6. TMI (Too much information)
This subject is too big to cover in detail.
However, we have reviewed files where clients make admissions (for example, suggesting that they are not telling the whole truth to Centrelink) or confirm that they are not conforming with the law.
This creates a natural conflict for advisers between an implicit “client legal privilege” and the adviser’s requirement to report misdemeanour.
Please appreciate that video or audio recordings bring these dilemmas into clear focus.
A final testament
“Some day…after I am dead, you may perhaps come to learn the right and wrong of this. I cannot tell you.”
— Robert Louis Stevenson, Advice Coach
Realistically, an adviser should assume that anything they say or write (be it an email, text message, face to face conversation or video call) could be used to assess their conduct or competency.
This should not be a cause for paranoia but rather, to quote the Prince of Darkness, a reminder to “be alert, not alarmed”.

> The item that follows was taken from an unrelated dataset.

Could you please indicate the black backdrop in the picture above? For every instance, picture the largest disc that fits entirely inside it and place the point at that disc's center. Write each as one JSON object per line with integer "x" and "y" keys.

That said, retaining recorded audio or video of client meetings on file takes the availability of information to the next level and allows a reviewer to shine a metaphorical light under the bed (and expose the monsters lurking underneath.)
But appreciate the consequences and implications of doing so. Recording client meetings for third party review is in a sense the opposite of client legal privilege – and may expose an adviser to a higher degree of scrutiny.
Recording meetings can be a great driver for positive changes to an adviser’s process, minimising administrative busy-work while maximising transparency. However, it you follow this path, be aware of where you might stumble and don’t walk into the dark unprepared.